道行く人は、ちらっとだけ私のことを見てきますが、とくにそれで陰口を言われたりはしませんでした。
人種差別を徹底的に禁止されているのか、はたまた日本から来た人物だからと物珍しそうに見ているだけなのか。
真意は分かりませんが、人種差別が無いだけでもかなり快適です。
今はまだ、留学という形でしか国民が行き来することはできませんが、いずれは移住も可能になって、少しずつ多民族な国になるのかもしれません。
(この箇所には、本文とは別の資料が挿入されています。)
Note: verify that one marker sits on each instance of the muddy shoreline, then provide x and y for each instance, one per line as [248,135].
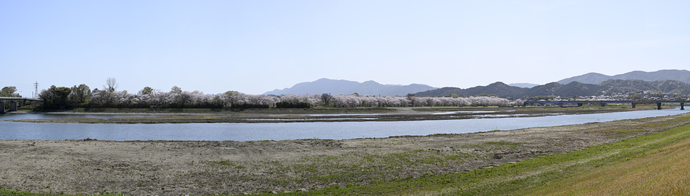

それから、街の様子を眺めながら道を歩いていましたが、そこで気付いたのは、思ったより異世界感は無いということ。
地球人が積極的な開発を進めたのもあって、良くも悪くもヨーロッパ感のみの印象が強いです。
これはこれで、過去の西欧諸国にタイムスリップしてるみたいで、新鮮なんですけどね。
少なくとも、国の外に出ない限りは異世界感というのを味わうことはできないと思います。
そして……、
「ここがニホドリム魔法学園……」
「でけえ……」
目的地へと辿り着きました。
豪華な門に、豪華な建物。
日本でもここまで豪華な学校はそうありません。
魔法を取り扱う分、安全性に配慮されているのでしょうか。
門の先には庭が広がっていて、その先に建物があります。
この広さに対して、ドローンなどの警備が無いのが不自然ですが、理由など知る由もありません。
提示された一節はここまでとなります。